MOSCOW, Russia (Reuters) - The FIFA corruption scandal might at one stage have put off some potential western sponsors, but the plethora of Chinese companies backing this World Cup are by no means just plugging a gap, Chief Commercial Officer Philippe Le Floc’h said on Sunday.
China’s involvement this year has been more marked than at any previous tournament, from the estimated 40,000 travelling fans to the tens of millions watching on TV at home and the ubiquitous Chinese advertising in stadiums around Russia.
The latter is the result of an unprecedented level of Chinese involvement in FIFA’s sponsorship programmes, which have traditionally been filled by more familiar multi-national brands from the West or Japan.
Le Floc’h said there “maybe” had been a time when western sponsors were put off by the corruption scandal, but to ascribe the shift East in FIFA’s sponsors simply to that would be a mistake.
“We never spoke to anybody telling us ‘You know what, you guys are toxic. We don’t want to work with you’,” he told Reuters in Moscow.
“It’s just that economy wasn’t that great, it’s a heavy investment (and) you had a shift of world economy and some Asian companies, or Chinese in particular, are looking for the best vector of communication to push the drive to the world with a global footprint.
“There was a good fit. So sometimes you need to have the right constellation of events happening to work. So we’re very happy with the way we are.”
The involvement of Chinese companies with FIFA is fairly new.
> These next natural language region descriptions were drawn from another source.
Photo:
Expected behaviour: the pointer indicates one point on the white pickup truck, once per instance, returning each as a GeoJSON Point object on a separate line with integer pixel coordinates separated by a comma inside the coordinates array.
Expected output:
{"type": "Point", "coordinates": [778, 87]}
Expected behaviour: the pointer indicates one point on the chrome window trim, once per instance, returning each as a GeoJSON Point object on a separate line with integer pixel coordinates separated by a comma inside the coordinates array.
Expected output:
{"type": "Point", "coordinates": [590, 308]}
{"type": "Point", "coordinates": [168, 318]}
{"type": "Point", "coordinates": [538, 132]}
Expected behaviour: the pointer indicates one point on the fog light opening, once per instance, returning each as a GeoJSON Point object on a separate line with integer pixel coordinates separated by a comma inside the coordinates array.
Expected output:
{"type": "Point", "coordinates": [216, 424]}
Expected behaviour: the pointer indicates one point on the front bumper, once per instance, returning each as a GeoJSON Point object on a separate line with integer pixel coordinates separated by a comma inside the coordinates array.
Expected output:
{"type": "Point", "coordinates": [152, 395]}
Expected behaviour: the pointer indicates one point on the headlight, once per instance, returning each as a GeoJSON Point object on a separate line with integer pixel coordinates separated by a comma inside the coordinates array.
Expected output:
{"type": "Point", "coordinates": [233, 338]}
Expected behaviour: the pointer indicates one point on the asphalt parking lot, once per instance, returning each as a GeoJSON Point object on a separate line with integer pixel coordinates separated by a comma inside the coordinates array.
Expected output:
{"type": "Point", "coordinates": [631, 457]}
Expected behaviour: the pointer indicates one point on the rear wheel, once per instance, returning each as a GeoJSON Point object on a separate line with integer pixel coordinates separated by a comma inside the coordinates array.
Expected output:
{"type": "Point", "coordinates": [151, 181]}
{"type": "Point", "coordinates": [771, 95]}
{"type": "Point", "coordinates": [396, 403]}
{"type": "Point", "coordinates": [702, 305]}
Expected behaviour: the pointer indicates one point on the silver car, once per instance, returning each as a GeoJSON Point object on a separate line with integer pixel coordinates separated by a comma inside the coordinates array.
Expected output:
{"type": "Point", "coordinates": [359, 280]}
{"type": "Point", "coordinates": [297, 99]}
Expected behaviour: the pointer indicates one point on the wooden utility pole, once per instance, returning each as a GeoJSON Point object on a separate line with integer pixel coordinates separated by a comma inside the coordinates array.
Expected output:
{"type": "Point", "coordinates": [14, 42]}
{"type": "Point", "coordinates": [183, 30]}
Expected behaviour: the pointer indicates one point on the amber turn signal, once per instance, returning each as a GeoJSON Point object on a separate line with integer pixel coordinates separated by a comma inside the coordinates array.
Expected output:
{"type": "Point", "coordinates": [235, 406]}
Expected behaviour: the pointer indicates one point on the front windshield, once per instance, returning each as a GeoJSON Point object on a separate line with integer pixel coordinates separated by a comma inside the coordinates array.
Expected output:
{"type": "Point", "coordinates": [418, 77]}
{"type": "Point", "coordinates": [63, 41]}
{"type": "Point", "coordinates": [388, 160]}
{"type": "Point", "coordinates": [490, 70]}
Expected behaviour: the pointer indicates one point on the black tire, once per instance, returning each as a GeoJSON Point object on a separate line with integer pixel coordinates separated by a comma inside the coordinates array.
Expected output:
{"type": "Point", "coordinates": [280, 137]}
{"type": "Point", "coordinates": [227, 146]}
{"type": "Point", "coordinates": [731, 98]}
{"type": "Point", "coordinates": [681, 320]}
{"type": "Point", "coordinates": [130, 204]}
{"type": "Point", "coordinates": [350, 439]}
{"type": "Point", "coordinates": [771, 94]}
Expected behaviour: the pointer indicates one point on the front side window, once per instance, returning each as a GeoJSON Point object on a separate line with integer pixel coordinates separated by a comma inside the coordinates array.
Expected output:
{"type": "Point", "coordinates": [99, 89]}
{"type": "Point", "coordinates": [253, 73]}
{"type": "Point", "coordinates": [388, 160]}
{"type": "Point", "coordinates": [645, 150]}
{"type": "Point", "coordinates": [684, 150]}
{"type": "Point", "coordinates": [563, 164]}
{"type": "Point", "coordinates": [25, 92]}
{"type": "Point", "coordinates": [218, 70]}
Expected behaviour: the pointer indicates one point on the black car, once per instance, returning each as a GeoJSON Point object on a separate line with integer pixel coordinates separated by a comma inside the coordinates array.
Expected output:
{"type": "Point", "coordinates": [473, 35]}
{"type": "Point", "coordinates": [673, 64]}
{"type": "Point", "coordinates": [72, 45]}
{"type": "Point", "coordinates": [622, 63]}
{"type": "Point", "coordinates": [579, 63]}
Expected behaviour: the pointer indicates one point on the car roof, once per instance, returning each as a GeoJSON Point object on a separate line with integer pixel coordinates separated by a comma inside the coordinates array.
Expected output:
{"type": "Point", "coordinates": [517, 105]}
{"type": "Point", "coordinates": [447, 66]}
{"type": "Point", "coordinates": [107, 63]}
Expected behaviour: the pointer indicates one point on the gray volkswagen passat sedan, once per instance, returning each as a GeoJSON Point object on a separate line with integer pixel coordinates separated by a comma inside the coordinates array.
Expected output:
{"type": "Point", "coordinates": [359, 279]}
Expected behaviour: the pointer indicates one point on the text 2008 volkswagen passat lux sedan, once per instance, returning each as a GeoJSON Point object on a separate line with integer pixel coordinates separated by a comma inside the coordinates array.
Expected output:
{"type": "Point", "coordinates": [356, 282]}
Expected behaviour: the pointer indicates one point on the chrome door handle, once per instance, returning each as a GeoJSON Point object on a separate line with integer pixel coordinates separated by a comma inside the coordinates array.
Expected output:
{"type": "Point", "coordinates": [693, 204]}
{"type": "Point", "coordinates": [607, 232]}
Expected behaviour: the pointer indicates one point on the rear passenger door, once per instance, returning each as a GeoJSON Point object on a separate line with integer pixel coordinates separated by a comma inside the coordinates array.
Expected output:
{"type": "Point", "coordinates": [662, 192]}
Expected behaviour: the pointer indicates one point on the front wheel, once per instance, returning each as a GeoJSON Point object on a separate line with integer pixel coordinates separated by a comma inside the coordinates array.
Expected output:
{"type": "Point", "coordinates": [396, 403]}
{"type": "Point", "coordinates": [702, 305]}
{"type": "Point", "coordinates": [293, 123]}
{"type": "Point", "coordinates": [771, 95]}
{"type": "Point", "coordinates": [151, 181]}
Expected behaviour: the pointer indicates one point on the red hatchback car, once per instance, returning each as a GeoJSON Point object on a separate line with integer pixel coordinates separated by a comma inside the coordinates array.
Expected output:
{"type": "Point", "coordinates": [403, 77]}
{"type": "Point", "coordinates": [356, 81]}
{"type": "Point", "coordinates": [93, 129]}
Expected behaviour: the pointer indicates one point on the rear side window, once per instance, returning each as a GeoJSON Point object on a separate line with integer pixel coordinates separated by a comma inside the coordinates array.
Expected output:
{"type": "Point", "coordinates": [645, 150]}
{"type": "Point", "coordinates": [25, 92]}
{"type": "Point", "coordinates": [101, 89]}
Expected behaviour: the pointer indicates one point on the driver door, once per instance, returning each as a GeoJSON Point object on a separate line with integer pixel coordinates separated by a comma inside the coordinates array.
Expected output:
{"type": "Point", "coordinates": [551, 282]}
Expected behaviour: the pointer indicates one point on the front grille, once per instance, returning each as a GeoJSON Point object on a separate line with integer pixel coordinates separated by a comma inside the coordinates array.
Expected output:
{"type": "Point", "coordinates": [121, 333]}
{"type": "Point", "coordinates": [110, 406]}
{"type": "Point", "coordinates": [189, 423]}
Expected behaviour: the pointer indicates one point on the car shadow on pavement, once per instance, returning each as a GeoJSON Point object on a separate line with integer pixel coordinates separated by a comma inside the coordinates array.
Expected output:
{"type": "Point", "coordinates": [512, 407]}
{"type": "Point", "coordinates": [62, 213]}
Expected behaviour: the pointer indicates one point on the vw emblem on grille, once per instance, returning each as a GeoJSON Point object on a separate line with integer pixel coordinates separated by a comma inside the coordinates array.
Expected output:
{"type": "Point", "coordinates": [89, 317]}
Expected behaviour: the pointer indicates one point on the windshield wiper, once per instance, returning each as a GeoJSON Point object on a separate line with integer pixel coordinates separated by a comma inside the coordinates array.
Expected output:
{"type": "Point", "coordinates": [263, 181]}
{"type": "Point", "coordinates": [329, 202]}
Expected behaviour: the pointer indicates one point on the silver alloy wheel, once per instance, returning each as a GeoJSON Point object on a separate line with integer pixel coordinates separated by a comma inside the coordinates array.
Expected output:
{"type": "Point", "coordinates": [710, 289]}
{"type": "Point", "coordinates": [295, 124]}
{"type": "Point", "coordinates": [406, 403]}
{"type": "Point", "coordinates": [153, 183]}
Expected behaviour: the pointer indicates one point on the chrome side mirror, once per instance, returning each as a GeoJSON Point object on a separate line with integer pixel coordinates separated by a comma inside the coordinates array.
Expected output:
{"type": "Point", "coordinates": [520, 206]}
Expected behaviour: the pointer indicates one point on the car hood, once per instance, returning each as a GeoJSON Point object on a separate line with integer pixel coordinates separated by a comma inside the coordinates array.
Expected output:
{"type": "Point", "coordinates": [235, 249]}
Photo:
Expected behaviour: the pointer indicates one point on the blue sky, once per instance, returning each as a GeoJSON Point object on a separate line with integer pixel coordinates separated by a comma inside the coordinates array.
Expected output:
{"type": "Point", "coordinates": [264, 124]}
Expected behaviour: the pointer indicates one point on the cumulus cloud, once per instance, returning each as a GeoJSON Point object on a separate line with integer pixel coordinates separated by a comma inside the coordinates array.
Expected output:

Solar panel manufacturer Yingli Green Energy was China’s first World Cup sponsor as recently as 2010.
Real estate conglomerate Wanda, which also counts entertainment and sport among its huge portfolio of interests, is now among the seven “global partners” of soccer’s world governing body and is committed to remain so until 2030.
Hisense is one of three Chinese firms that FIFA lists among five World Cup sponsors, the others being smartphone maker Vivo and dairy firm Mengniu.
“Chinese companies are eager to learn and expand and develop and they’re also very eager to develop football in China which is what we want to do,” Le Floc’h added.
Developing football, and the wider sports market, in China is also a key objective of President Xi Jinping, and major Chinese companies have been quick to get involved.
“Wanda is the first Chinese top partner with FIFA and we’re pretty proud of that and we’re very happy about it,” Wanda Sports Group chief executive Yang Hengming told Reuters at the company’s hospitality area at the Luzhniki Stadium.
“We are happy to see other Chinese companies follow our footsteps, and we believe it will be good for the sport in China to develop as more and more Chinese companies are standing behind the scene just like we do.”
Of course there was never much chance of China appearing at the Luzhniki in Sunday’s final, the country having failed to qualify for the fourth straight World Cup.
That failure on the pitch has not dimmed the ambitions of China and its president to one day host the tournament, however, and having a raft of Chinese sponsors involved with FIFA will not hurt that cause.
“Hopefully,” said Yang when asked whether he thought it would help.